I am so glad that I live under free institutions." "Who made us to differ from the South in this respect?
How came those blacks there?
Whose ships, whose money, imported them?
You remember that it was by the votes of Free States, that the importation of slaves was continued for eight years beyond the time when the Southern States had voted in the Convention that it should cease.

And now what would you have the South do with the slaves, to-day ?" "Set them all free," said he, "'break every yoke; proclaim liberty to the captives, the opening of the prison-doors to them that are bound.'" "Allow me," said I, "to smile at your simplicity, for you are very child-like, not to say childish, in your feelings.

You would have the colored people universally go free.

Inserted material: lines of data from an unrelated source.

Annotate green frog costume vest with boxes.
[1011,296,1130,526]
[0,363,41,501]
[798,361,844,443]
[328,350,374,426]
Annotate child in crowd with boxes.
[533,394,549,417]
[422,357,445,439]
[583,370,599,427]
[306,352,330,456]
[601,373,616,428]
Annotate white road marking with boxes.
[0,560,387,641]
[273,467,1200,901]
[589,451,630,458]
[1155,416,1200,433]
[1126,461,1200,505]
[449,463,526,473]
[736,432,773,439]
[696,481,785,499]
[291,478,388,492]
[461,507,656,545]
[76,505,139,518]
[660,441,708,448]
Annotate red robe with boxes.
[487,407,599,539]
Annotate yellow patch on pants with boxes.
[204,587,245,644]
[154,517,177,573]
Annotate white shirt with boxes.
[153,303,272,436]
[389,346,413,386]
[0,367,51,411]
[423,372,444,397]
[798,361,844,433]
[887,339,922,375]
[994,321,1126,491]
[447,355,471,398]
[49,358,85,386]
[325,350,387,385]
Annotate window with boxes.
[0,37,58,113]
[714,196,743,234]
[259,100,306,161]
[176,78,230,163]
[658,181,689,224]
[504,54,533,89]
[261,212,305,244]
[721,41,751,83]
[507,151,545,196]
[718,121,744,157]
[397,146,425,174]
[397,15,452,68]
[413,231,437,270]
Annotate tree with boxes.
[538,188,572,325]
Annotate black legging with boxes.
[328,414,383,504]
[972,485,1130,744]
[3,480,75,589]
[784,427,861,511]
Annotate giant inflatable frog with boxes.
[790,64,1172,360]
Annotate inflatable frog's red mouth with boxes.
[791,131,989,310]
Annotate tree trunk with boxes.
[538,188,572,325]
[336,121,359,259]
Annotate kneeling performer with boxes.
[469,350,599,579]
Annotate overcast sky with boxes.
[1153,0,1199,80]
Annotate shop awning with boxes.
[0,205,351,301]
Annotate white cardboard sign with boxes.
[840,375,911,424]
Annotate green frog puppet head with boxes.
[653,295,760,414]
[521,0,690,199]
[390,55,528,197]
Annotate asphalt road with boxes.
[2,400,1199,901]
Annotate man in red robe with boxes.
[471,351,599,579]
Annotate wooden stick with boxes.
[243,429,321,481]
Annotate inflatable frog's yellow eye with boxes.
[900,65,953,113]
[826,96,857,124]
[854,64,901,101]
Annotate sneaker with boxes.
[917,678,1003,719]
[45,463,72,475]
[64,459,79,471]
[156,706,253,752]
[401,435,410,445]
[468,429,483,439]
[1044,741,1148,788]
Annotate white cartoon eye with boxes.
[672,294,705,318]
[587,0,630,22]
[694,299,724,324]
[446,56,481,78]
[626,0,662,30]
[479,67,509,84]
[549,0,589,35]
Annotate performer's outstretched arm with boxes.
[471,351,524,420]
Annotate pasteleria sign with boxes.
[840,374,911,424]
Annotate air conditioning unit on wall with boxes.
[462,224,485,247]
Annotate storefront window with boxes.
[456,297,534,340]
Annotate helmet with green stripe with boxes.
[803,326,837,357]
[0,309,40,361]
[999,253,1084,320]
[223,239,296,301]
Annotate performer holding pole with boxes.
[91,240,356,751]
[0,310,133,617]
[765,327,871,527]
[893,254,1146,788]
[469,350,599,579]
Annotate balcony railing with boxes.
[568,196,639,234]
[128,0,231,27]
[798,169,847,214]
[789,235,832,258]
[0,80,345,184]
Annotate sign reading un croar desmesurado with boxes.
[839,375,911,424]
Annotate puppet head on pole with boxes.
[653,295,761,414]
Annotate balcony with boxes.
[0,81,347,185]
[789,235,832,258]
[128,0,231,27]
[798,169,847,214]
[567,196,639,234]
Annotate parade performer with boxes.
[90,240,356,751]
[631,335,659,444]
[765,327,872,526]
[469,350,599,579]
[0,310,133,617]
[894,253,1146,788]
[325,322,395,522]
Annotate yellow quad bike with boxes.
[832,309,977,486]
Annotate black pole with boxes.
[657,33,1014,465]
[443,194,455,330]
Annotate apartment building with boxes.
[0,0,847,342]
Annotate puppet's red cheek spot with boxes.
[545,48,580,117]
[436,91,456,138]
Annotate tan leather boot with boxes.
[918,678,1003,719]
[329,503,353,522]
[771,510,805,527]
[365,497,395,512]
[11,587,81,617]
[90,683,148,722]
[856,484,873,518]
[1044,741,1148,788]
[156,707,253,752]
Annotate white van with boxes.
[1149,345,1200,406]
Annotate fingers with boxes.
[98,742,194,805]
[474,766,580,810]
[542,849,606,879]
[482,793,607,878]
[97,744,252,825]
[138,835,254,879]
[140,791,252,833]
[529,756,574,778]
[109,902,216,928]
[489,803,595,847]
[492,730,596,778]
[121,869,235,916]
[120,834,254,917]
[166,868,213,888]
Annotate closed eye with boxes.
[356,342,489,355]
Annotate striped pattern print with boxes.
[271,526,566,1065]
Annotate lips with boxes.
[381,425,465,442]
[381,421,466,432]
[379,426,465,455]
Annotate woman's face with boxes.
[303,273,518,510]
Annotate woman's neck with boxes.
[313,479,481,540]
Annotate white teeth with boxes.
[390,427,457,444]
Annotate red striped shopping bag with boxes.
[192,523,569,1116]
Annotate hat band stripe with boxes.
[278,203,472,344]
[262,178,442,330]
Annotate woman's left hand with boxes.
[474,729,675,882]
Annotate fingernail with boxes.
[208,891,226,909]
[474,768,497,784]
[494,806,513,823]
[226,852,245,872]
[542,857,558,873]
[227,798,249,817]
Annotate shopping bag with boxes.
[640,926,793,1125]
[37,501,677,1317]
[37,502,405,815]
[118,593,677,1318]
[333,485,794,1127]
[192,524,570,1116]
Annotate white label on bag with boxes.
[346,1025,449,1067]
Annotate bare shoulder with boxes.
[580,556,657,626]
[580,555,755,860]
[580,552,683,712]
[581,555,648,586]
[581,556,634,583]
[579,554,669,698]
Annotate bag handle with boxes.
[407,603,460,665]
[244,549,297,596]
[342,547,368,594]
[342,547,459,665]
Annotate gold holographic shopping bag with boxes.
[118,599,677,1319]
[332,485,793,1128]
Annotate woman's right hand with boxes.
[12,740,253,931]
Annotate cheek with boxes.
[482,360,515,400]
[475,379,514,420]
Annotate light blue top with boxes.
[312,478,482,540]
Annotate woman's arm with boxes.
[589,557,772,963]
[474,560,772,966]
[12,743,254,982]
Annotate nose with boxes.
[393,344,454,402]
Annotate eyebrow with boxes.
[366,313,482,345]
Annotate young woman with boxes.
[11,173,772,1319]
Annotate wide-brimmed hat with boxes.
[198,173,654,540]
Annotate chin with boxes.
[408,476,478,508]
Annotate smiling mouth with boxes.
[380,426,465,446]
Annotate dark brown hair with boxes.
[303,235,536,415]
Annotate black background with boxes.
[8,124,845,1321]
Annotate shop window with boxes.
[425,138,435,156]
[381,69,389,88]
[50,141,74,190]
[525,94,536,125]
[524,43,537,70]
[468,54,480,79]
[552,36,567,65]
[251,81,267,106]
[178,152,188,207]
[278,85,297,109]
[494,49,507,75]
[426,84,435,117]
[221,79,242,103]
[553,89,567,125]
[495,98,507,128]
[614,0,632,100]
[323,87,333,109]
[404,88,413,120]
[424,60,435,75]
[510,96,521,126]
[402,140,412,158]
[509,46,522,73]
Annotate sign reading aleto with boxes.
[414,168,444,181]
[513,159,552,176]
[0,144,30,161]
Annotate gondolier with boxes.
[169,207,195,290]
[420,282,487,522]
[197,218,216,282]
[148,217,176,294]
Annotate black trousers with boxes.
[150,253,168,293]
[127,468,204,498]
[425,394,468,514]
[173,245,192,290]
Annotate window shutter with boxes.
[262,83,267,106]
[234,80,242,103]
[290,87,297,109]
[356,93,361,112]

Do you really think that Kate is worse off in being what you call a slave, than that young, free black woman who keeps a stall and sells verses and knives near our Park ?" "O dear sir," said he, "liberty is a priceless boon; liberty"-- "Liberty to what ?" said I.
"Why," said he, "liberty not to be sold, nor to be beaten, nor to be subject to the wicked passions of a master." "Would you rather," said I, "have your daughter a servant in a Southern family, brought up as a playmate with the children, a sharer in many of their gifts, a partner with their parents, as the children grew up, in the pride and joy of the parents, an honored member of the wedding party when a daughter is married, one of the principal mourners when the bride departs, identified with the history of the family, provided for in the will, a support guaranteed to her by law in sickness and old age, and that, too, not in a pauper establishment, but in her owner's home, and when the parents die, if she survives, taken by some branch of the family or neighbor from regard to her and to them; her moral and religious character improved under their training, a respectable standing in society conferred upon her by her connection with them, her religious privileges sacredly secured to her, any insult redressed as though it were the family's personal affair; she a partaker of their food and of all their comforts, and followed to her grave with respect and love; or, for the sake of 'priceless liberty,' 'heaven's best gift to man,' would you prefer to see her seated under the iron fence of a park, an old umbrella tied to the pickets for her shelter, and she, in rain and sunshine, selling 'Old Dan Tucker,' 'Jim Crow, Illustrated,' and pea-nuts, and sleeping you know not where?
Which lot would you choose for a child?
Which is best for this world and the next?
In one case, she is 'owned,' she is 'a slave;' and in the other, she is a free woman." "You have no right," said he, with some warmth, "to take the best condition in slavery, and the very worst in freedom, and compel me to choose." "'Best condition in slavery!'" said I; "is there any 'best' in being a slave, in not being free?
Does it admit of degrees?
Is not being 'owned' such a curse, such an unmixed iniquity in its essence, that to compare its best estate with the worst in freedom, is like comparing the best devil with the most inferior saint?
Is not a devil's nature incapable of comparison as good, better, best, with anything which is not, in its nature, devilish?
According to your conversation just now, it seemed as though being 'owned' always implied an unmitigated transgression; and now when I inquire whether you would prefer degradation to the iniquity of being 'owned' in comfort and usefulness, respectability and happiness, you shrink from the question.